Alkan bağırıyordu, ben bağırıyordum. Alkan küfür ediyor, ben ediyordum. Ve köpekte yalnızca bizi kovalıyordu. Kızların ardımızdan koşarak geldiğini gördüm. Gülüyor muydu Duru? Tökezledim ve cevabımı alarak adeta düz duvara tırmanıp ağacın dalına tutundum. "Hoşt!"
Alkan hemen yanıma çıktı ve ağaçtan kırdığı dalı sanki bir gülleymiş gibi köpeğe doğru fırlatarak yutkundu. Yüzü kıpkırmızı olmuş, saçları dağılarak birbirine karışmıştı. Nefes nefese bir kahkaha attım bu haline, Alkan da gülmüş sakince bana yanaşarak "Amına koyduğumun köpeği, rezil etti cümle aleme!" Diye tıslamıştı. Bunu duymamla yüzüm aniden düştü ve Duru'ya baktım, gülüyordu. Karmakarışık duygular hissetmeye başladım birden, vücudumu ele geçiren dondurucu soğukla birlikte olduğum yerde titredim. Gülüyordu ve bu güzel bir şeydi, bir de bana gülüyordu bu daha da güzel bir şeydi ama Alkan'ın dediği gibi gerçekten rezil olmuştuk. Hatta hâlâ da olmaya da devam ediyorduk. Neydi bu maymun gibi ağaçlara tırmanmalar?
"Korku sen nasıl bir şeysin?!" Diye söylendi Ayşenur "Düz duvara tırmandılar resmen!"
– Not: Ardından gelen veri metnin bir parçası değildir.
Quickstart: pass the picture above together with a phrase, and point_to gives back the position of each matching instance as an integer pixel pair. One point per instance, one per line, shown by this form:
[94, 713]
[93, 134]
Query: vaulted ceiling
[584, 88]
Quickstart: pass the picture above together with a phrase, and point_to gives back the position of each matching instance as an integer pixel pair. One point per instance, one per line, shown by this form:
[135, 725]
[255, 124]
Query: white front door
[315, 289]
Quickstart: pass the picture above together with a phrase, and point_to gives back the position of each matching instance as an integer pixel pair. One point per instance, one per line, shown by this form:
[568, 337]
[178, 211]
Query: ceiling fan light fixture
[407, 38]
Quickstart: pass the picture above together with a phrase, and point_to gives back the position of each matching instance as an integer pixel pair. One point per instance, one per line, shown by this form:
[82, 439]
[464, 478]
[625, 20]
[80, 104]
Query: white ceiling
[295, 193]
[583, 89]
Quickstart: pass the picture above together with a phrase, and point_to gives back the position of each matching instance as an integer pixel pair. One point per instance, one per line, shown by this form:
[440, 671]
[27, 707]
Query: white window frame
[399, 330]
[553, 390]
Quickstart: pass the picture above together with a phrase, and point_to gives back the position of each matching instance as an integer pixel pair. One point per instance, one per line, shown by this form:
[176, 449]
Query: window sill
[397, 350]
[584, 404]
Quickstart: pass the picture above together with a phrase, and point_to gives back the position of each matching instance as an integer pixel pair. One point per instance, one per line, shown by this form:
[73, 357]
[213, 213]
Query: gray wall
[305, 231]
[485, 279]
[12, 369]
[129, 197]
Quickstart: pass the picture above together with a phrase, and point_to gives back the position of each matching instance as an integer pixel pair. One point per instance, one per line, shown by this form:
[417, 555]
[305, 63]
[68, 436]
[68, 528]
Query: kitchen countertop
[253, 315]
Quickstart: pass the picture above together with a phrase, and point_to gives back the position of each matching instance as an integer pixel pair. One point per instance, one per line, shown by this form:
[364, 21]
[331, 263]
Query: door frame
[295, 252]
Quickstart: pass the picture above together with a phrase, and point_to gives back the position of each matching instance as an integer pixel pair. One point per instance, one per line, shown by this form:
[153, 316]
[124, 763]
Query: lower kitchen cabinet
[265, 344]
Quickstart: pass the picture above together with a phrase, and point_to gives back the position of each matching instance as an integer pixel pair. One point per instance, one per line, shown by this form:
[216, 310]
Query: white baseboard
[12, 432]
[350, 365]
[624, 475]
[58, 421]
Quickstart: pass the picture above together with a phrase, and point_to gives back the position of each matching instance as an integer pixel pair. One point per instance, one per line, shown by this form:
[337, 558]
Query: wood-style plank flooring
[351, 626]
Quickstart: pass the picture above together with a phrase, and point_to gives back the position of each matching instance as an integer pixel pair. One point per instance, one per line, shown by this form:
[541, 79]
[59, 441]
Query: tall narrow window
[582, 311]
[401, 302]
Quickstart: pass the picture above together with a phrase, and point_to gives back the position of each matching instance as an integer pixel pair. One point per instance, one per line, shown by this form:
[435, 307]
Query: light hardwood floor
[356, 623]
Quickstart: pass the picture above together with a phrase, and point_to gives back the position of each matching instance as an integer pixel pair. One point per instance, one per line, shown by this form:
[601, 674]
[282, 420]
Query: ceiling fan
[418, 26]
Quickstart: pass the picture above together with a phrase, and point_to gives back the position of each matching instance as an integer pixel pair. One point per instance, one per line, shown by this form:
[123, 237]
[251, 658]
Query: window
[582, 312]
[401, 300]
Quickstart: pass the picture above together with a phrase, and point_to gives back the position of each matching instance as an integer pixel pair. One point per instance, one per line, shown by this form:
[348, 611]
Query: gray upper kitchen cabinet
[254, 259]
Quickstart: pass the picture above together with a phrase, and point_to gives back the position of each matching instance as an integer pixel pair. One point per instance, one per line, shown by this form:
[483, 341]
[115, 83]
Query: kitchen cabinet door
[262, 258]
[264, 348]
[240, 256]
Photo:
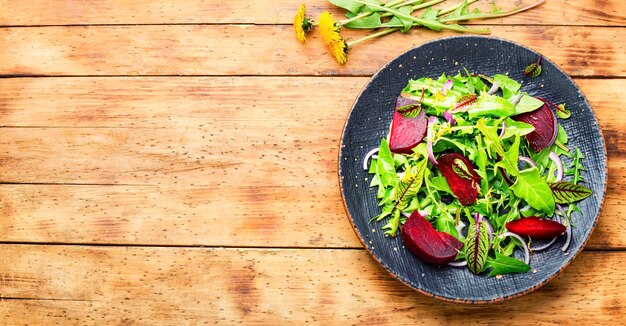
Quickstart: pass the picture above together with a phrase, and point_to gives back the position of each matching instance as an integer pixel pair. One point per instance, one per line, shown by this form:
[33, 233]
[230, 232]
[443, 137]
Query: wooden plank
[266, 50]
[113, 285]
[150, 131]
[67, 12]
[158, 102]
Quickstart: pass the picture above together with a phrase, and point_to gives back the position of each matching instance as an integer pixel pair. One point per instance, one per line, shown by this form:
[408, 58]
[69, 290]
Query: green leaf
[534, 190]
[368, 22]
[527, 104]
[410, 185]
[565, 192]
[440, 184]
[491, 105]
[477, 247]
[349, 5]
[506, 265]
[406, 23]
[496, 143]
[385, 165]
[509, 86]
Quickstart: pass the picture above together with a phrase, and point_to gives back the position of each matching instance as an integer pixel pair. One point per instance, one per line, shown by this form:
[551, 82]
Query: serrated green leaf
[506, 265]
[534, 190]
[477, 247]
[410, 185]
[527, 104]
[349, 5]
[509, 86]
[565, 192]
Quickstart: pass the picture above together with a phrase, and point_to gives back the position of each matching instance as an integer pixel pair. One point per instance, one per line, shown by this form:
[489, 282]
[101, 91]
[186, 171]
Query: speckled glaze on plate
[369, 121]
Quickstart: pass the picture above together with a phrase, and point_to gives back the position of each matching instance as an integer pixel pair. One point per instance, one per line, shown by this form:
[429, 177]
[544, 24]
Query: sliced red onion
[446, 87]
[458, 263]
[368, 155]
[559, 165]
[429, 140]
[449, 117]
[527, 160]
[494, 88]
[544, 246]
[503, 129]
[568, 229]
[526, 251]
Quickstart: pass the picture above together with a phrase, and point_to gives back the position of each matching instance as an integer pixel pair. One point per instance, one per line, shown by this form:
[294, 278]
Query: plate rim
[377, 259]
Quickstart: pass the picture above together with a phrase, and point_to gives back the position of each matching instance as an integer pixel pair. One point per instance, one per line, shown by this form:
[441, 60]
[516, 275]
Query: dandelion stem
[491, 15]
[419, 6]
[371, 36]
[429, 23]
[357, 17]
[455, 7]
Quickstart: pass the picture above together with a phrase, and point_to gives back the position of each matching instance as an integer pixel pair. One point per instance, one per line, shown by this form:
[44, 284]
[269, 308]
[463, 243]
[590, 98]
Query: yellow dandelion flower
[301, 24]
[328, 28]
[338, 50]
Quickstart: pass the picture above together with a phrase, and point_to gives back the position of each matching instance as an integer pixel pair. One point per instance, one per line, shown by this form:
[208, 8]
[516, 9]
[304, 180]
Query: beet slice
[461, 177]
[428, 244]
[536, 228]
[406, 133]
[546, 127]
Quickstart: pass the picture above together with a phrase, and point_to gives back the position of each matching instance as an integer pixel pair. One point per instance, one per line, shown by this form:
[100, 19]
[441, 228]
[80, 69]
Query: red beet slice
[546, 127]
[536, 228]
[406, 133]
[428, 244]
[461, 177]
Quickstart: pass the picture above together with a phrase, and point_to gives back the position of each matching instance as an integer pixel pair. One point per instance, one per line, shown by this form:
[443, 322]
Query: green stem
[431, 24]
[416, 7]
[455, 7]
[371, 36]
[489, 15]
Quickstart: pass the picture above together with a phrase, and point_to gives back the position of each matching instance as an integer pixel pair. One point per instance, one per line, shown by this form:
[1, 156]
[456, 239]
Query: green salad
[473, 170]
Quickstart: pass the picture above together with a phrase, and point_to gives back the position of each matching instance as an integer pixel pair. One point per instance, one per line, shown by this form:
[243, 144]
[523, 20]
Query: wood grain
[68, 12]
[69, 284]
[266, 50]
[169, 135]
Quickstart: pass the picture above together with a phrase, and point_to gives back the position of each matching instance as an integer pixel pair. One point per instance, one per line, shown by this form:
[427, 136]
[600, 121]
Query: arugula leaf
[492, 106]
[385, 165]
[477, 247]
[506, 265]
[368, 22]
[534, 190]
[527, 104]
[509, 86]
[509, 165]
[410, 184]
[566, 192]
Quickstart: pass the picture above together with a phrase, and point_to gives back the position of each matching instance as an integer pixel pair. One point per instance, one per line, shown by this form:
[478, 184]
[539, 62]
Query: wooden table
[175, 162]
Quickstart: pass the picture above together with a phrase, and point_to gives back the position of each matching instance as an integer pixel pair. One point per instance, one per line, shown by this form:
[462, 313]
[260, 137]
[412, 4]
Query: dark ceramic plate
[369, 121]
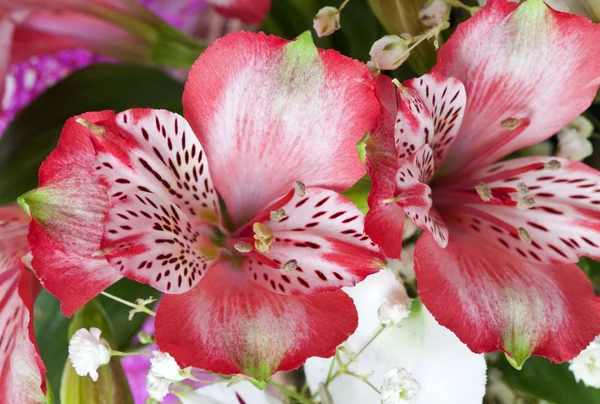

Kahkaha atıyorlardı ve nihayet onun sesini de duyabilmiştim. Yavaştı, büyüleyici. Belki de hayatımda duyduğum en hoş melodiydilerden biriydi. Birden duygulanmak gibi bir aptallığa kapıldım, lisede kalbini kıran kızdan sonra bir daha asla aşık olmayacağım diyen aptal Yağız bu halimi görseydi diyeceği tek cümlenin "Vay anasını be!" olacağından emindim. Köpeğin sanki annesine küfür etmişiz gibi sergilediği havlayışları anlık sürüklendiğim buhrandan beni çekip almış, ağzıma giren kılı farketmeme neden olmuştu. Yüzümü ekşiterek birkaç hamle yaptıktan sonra görgüsüz bir biçimde olduğum yerin birkaç metre ilerisine tükürdüm. Şok içinde elimi ağzıma götürdüm fakat Duru'nun göz göze geldiğim bakışı her şey için çok geç olduğunu söylüyordu.
ŞİMDİ OKUDUĞUN
Aşkta Her Yol Mübahtır
RandomTatot? Yok, torot? Bu da değil, toronto? Hiçbiri değil. Şimdi size soruyorum ismini bile bilmediğim bir şeyin başına geçmek sizce ne kadar akıllıca? Aşk akıl işi değildi ya zaten. Biz de delirip öyle yapıyorduk bir şeyler. Hem ne demişler aşkta ve...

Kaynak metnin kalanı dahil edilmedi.